Игра есть игра, дело серьезное, дело чести; и нет в игре никакого
равенства: ты или выдаешься, или подчиняешься. Следует признать, я не
выдавался; я не был ни самым сильным, ни самым смелым в стае и, кажется,
страдал от этого. Какой мне прок оттого, что местный полицейский моему отцу
козырял, а маляру - нет! Когда отец надевал длинный черный сюртук и шел в
городской совет, я, ухватившись за его толстый палец, старался шагать так же
широко, как он; эй, мальчишки, видите, какой у меня важный папа! В праздник
вознесения он даже держит один шест балдахина над священником; а когда у
него именины, то накануне вечером приходят местные музыканты и играют в его
честь! И папа стоит на пороге, без фартука, и с достоинством принимает дань
уважения. А я, опьяненный мучительной сладостью гордыни, высматриваю моих
сверстников, которые благоговейно слушают музыку, и, чувствуя легкий озноб,
наслаждаюсь этой вершиной мирской славы и трогаю папу, чтоб все видели, что
я - его. А на другой день мальчишки и знать не хотят о моем триумфе; опять я
- тот, кто ничем не выделяется и кого никто не желает слушать - разве только
я позову их качаться к нам во двор. А вот нарочно не позову, лучше сам не
стану качаться; и я, с горя, назло, решил выделяться хотя бы в школе.
x x x
Школа - опять-таки совершенно особый мир. Там детей различают уже не по
отцам, а по фамилиям; их определяет уже не то, что один - сын стекольщика, а
другой - сапожника, а то, что один - Адамец, а другой - Беран. Это было
такое потрясение для сынишки столяра, что он долго привыкал к этому
новшеству. До сих пор он принадлежал семье, мастерской, дому, мальчишечьей
компании; а теперь сидит вот, страшно одинокий, среди сорока других
учеников, большинство которых ему не знакомо, с которыми не было у него
никакого общего мира. Сидел бы с ним рядом папа или мама, пусть даже
подмастерье Франц или долговязый, грустный пан Мартинек - тогда бы другое
дело; можно бы держаться за его полу и не терять связи со своим миром;
ощущать его за собой, как защиту. Мальчик готов был разреветься, но
побоялся, что другие посмеются над ним. И никогда он так и не слился с
классом. Другие мальчики вскоре передружились, стали толкать друг друга под
партами, но им-то было легко: не было у них дома ни столярной мастерской, ни
ограды из щепок, внутри усыпанной опилками, ни силача Франца, ни пана
Мартинека; им не по чему было так горестно тосковать. Сын столяра сидел в
суете класса, потерянный, и горло у него сжималось. Подошел к нему учитель,
сказал ободряюще:
- Ты послушный и тихий мальчик.
Мальчик залился краской, и на глаза его навернулись слезы еще
неизведанного счастья. С той поры и стал он в школе послушным и тихим
мальчиком - что, разумеется, еще больше отдалило его от остальных.

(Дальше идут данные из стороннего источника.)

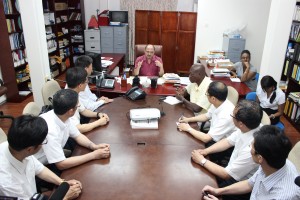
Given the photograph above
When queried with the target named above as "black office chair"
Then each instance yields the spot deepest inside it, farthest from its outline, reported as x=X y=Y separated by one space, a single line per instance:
x=3 y=91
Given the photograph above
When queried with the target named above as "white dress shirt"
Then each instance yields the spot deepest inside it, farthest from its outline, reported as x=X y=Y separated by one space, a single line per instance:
x=241 y=165
x=221 y=124
x=89 y=99
x=17 y=179
x=265 y=101
x=197 y=93
x=279 y=185
x=58 y=134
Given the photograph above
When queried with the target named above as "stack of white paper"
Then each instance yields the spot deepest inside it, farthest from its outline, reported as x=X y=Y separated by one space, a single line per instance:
x=144 y=124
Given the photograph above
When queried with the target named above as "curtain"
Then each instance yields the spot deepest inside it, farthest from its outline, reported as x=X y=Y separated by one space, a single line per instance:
x=132 y=5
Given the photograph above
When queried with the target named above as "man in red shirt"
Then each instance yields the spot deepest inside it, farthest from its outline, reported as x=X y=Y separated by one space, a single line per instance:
x=149 y=64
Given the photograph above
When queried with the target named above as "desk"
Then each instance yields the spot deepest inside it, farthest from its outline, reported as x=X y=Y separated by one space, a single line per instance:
x=144 y=164
x=118 y=60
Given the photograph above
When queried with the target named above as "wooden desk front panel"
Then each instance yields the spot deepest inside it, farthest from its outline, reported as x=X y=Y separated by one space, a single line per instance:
x=144 y=164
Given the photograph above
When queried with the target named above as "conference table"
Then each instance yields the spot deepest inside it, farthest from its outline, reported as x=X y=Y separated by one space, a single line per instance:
x=166 y=89
x=144 y=164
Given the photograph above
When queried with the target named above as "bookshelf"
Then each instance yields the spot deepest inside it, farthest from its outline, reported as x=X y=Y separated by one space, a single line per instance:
x=14 y=66
x=64 y=25
x=291 y=71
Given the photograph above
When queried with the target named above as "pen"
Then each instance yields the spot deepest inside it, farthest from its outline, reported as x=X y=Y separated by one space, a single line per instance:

Но школа дает ребенку еще и другой, большой и новый опыт: здесь ребенок
впервые сталкивается с иерархическим устройством жизни. Правда, и до сего
времени ему приходилось повиноваться некоторым людям; вот мама велит что-то
сделать - но мама-то ведь наша, и она существует для того, чтобы варить нам
еду, и еще она целует и ласкает; папа бушует порой - зато в другой раз можно
взобраться к нему на колени или уцепиться за его толстый палец. Другие
взрослые тоже иногда одергивают тебя или ругают, но это пустяки, и можно
просто убежать. А вот учитель - совсем другое дело; учитель для того только
и создан, чтоб делать замечания и приказывать. И нельзя убежать, спрятаться
- только краснеешь и от стыда готов провалиться сквозь землю. И уж никак
невозможно вскарабкаться к нему на колени или уцепиться за чисто вымытую
руку; он - всегда над тобой, недоступный и неприкосновенный. А законоучитель
- еще того пуще. Погладит он тебя по голове - и значит это не просто тебя
погладили, а отличили и возвысили над прочими, и ты с трудом сдерживаешь
слезы благодарности и гордости. До школы был у мальчика свой мир, а вокруг
него - множество замкнутых, таинственных миров: пекаря, каменотеса и всех
других. Теперь же мир разделился надвое: мир высших - там учитель,
законоучитель и еще те, кому позволено разговаривать с ними, то есть
аптекарь, доктор, нотариус, судья; и - мир обычных людей, где - папы и их
дети. Папы живут в мастерских и лавках и только выходят постоять па пороге,
словно обречены держаться своих домов; а люди из мира высших встречаются на
площади, широким жестом снимают друг перед другом шляпы, они могут постоять,
беседуя, или пройтись немного вместе. И их стол в трактире на площади накрыт
белой скатертью, тогда как скатерти на других столах - в красную или синюю
клеточку; их стол чем-то похож на алтарь. Теперь-то я понимаю, что и белая
эта скатерть была вовсе не так уж свежа, и священник наш был толстый,
добродушный и страдал насморком, и учитель был этакий деревенский бобыль с
красным носом. Но в ту пору они воплощали для меня нечто высшее и чуть ли не
сверхчеловеческое. То было первое разделение мира по рангам и власти.
А я был тихий, прилежный ученик, и меня ставили в пример остальным; но
втайне я до дрожи душевной восхищался сыном маляра, сорванцом и шалопаем,
который озорством своим доводил учителя до исступления и однажды укусил
священника за палец.
Этого мальчишку чуть ли не боялись и ничего не могли с ним поделать.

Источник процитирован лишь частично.